Самым большим крейсером командовал грек-волонтер Георгий Ганале, на нем и поднял свой флаг Сенявин. Забот хватало. Набрал дополнительно матросов-канониров, менял такелаж и паруса, поставил дополнительные пушки, грузил порох. Приближалось время осенних штормов, и надо было успеть до их начала провести операцию.
Карты плавания
16 сентября отряд наконец-то вышел в поиск. Сенявин накануне собрал капитанов, объяснил план набега, условные сигналы.
— Первый удар нанесем по Синопу. Это самая большая и удобная гавань и крупный порт. Затем отправимся вдоль побережья на восток к Трапезунду. Сигнал атаки — пушечный выстрел, цель выбирать по способности, — пояснил он в конце.
Капитаны-греки довольно свободно объяснялись по-русски и понимали Сенявина с полуслова. Им по душе пришелся молодой русский начальник.
К Синопу подошли через двое суток, после полудня. Сенявин приказал всем кораблям спустить флаги, чтобы не спугнуть неприятеля раньше времени.
— Под берегом в бухте три судна! — крикнули вдруг с салинга.
Сенявин и сам успел разглядеть через узкий перешеек три вооруженных транспорта, один из которых, трехмачтовый, походил размерами на фрегат. Его-то и решил в первую очередь атаковать Сенявин.
— Изготовиться к атаке! — скомандовал Сенявин. «Стремительность и внезапность суть залог победы», — подумал он, и тут же мелькнула мысль, что совершенно не испытывает какого-либо волнения. У Фидониси он подавал команды от имени флагмана. Нынче он не только отдает приказ, но и отвечает за корабль, людей, за успех всего дела. Пока крейсера обходили вытянувшийся далеко в море мыс, солнце опустилось к горизонту. В глубине бухты оказалось не три, а пять турецких судов. Два из них стояли слева у входа. Сенявин, не меняя галса, подвернул и, не уменьшая парусов, устремился к цели.
— Флаг поднять, дать выстрел! — скомандовал он Ганале.

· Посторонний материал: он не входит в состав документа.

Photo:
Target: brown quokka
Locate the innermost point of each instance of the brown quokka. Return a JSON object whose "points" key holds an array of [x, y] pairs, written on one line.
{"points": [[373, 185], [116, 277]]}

Услышав пушечный выстрел, на турецких судах в панике забегали матросы. Они успели зарядить орудия и начали беспорядочную стрельбу. Перед форштевнем сенявинского корсара взметнулся столб воды. «Палубу не открывать, подойдем ближе и будем бить в упор», — спокойно передал он капитану. Быстро убрав паруса, судно зашло с кормы турецкого транспорта. Стало видно, как на шканцах перебегали с борта на борт турецкие матросы, слышались их гортанные крики. Подойдя почти на пистолетный выстрел, крейсера открыли продольный огонь. Через четверть часа транспорт заполыхал и обрубил якорный канат. Увлекаемый течением, он медленно двигался к берегу. Добрая половина матросов попрыгала, спасаясь, за борт. В это время берег вдруг опоясался вспышками. Загрохотали выстрелы батарей, и вокруг корсарских судов взметнулись всплески от падающих ядер.
Сенявин оглянулся. Остальные суда атаковали стоявшие поблизости два транспорта. Один из них успел, однако, обрубить канат и спешно ставил паруса. Второй транспорт, окруженный со всех сторон, видимо, понял, что сопротивляться бесполезно, и выкинул белый флаг. Солнце скрылось за горизонтом, и в быстро наступающих сумерках спешно, не отстреливаясь, удирали из бухты три турецких судна. «Жаль, что не успеем догнать», — прикинул Сенявин. Да и не было смысла распылять силы. Самое большое судно, давно покинутое командой, продолжало гореть, уткнувшись в береговую отмель.